Правда, на стройке висел плакат, призывающий сдать корпус с оценкой «хорошо». Но она, да и все знали, что лозунг формальный.
Аксиома недавно увидела, как мучаются люди, живущие в новых домах. Композитор не спит, не работает от шума сверху; летчик-испытатель не может отдохнуть после своей трудной, опасной работы от шума через стену; в доме на Амурской — об этом рассказала Маша — жильцы не могут открыть двери… Никто не догадывается, но она обрадовалась, когда временно стала прорабом, хотела повернуть все по-другому. Не получилось: слабая она! Поэтому перестала себя уважать… И Важина не уважает… Когда он пришел, сразу: качество, качество! А получился пшик… Вот он сидит перед ней, довольный, чистенький, с улыбочкой красавца мужчины. Хочет ей внушить и дальше работать прорабом… Да нет, дураков мало.
— Нет никого, чтобы заменить? — повторила она слова Важина. — Это меня не касается… Ведь Петр Иванович просил вас отменить его отпуск.
Важин понял, что с Аксиомой нужно по-другому. Он встал. Да, тут уж ничего не поделаешь, придется… Она не уступит. И, уже приняв решение, ему вдруг захотелось просто так, для себя, понять, почему она переменилась.

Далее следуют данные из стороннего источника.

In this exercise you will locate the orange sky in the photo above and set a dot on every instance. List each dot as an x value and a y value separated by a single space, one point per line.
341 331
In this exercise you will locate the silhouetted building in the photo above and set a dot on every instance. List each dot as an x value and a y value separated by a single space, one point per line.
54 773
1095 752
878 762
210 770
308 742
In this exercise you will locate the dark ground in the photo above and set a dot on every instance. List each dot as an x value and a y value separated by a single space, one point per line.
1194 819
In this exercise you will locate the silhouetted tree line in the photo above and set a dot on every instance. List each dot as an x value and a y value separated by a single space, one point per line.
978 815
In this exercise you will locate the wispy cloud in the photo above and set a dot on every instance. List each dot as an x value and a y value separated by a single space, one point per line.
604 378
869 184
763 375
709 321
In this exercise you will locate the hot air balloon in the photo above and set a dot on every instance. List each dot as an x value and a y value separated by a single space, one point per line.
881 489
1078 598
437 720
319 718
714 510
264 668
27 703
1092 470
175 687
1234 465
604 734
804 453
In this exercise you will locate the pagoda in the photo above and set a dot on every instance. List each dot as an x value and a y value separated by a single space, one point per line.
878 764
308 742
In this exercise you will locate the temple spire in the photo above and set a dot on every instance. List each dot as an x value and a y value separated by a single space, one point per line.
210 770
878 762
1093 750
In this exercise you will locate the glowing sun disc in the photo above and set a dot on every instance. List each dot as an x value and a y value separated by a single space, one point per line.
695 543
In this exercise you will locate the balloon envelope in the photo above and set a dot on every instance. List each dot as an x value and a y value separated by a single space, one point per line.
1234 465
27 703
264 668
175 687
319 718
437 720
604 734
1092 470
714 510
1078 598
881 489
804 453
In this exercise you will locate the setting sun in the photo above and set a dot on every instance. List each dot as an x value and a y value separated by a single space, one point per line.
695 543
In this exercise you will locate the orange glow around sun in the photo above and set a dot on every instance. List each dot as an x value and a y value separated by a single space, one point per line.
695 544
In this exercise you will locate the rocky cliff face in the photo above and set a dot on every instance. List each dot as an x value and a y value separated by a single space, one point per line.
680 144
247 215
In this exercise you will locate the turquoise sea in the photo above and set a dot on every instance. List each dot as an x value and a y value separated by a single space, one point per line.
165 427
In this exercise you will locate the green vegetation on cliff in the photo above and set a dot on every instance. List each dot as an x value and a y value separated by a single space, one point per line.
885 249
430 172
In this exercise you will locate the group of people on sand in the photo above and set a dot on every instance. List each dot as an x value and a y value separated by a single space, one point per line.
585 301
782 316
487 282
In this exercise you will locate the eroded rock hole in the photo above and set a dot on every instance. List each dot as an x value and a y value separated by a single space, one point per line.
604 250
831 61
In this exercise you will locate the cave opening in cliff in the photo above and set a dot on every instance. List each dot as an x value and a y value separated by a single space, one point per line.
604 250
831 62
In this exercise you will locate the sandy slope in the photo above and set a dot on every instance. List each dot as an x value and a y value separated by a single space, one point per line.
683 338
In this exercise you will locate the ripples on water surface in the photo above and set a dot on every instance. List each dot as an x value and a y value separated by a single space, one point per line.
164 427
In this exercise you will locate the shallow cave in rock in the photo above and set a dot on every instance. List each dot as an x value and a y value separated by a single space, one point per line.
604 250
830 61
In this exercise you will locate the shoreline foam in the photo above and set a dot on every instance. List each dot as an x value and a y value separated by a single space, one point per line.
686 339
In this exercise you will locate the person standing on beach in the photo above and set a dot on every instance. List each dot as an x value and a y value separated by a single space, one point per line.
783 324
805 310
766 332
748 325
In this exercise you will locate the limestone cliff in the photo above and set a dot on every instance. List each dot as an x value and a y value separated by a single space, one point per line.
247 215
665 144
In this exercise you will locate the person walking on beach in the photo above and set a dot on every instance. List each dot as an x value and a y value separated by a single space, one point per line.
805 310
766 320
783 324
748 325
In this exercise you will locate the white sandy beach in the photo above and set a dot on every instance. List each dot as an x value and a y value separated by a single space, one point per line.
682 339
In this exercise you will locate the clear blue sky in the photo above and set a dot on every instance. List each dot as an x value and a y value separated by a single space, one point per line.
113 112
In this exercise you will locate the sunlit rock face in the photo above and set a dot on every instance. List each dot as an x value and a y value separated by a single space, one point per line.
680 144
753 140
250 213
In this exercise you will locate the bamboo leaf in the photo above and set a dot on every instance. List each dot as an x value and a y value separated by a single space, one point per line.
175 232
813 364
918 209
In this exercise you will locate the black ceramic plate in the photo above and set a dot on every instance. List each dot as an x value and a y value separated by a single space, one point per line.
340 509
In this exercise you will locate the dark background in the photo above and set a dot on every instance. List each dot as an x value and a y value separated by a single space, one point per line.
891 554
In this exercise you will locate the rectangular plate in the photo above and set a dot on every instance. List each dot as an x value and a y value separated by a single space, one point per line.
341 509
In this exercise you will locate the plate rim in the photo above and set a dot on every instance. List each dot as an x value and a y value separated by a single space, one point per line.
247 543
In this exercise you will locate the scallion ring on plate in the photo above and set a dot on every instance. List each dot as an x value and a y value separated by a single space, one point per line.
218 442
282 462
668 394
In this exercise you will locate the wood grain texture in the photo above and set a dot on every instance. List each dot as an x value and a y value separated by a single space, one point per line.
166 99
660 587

— Вот что, Нина… — Он сказал это дружелюбно, сейчас уже можно и без отчества. — Человека действительно на ваше место нет. О Петре Ивановиче не может быть и речи… Но вы, наверное, правы. Что ж, завтра не выходите на работу. Только, — он пристально посмотрел на нее, — после того, как мы решили… В общем, мне кажется, дело в другом, не в отпуске. Правда?
— Да.
— Я не настаиваю — не имею права. Но может быть, есть смысл рассказать мне истинную причину.
— Может быть.
Он посмотрел на часы:
— Ничего, подождут. Я слушаю вас, Нина.
…У ворот стройки они остановились.
— Я должен вам ответить, — сказал Новый начальник. — Но, по правде говоря, я не готов. Конечно, вы правы, что на стройке качеством не занимаются как следует… Но мне кажется, некоторые ваши утверждения ошибочны. Вы говорите «бог качества» и «бог количества». Скажите, а почему они, ваши боги, должны между собой враждовать? Разве их нельзя помирить?
— Нет, нельзя.
— Разве? Подумайте, ведь без количества не может быть и качества. Качество не в воздухе висит. И если вы хотите знать, Алешка во многом прав. Его бригада скомплектована только для монтажа. Если он будет делать навес для столярки, он не выполнит план…
— Ах, план? — иронически повторила Аксиома. — Вот отсюда все и берется. Запишут одни люди цифры, может быть И недостаточно продуманные, а другие люди из них делают фетиш. И вот уже простые цифры получают название «план», который не подлежит обсуждению. Его надо выполнять. Так?
— Да, план надо выполнять. Оттого, что он не всегда хорошо обдуман, не значит, что к выполнению плана нужно относиться легкомысленно. — Новый начальник помедлил. — Пожалуйста, только не подумайте, что я вас агитирую… Вы говорили со мной очень откровенно, и мне хочется быть с вами тоже откровенным. Сейчас я говорю то, что думаю, в чем я глубоко уверен. Все наше хозяйство, Нина, построено на плане. Если его не будет, у нас все развалится. План должен выполняться сверху донизу, если хотите, — да, в какой-то мере его надо фетишизировать, как вы выразились.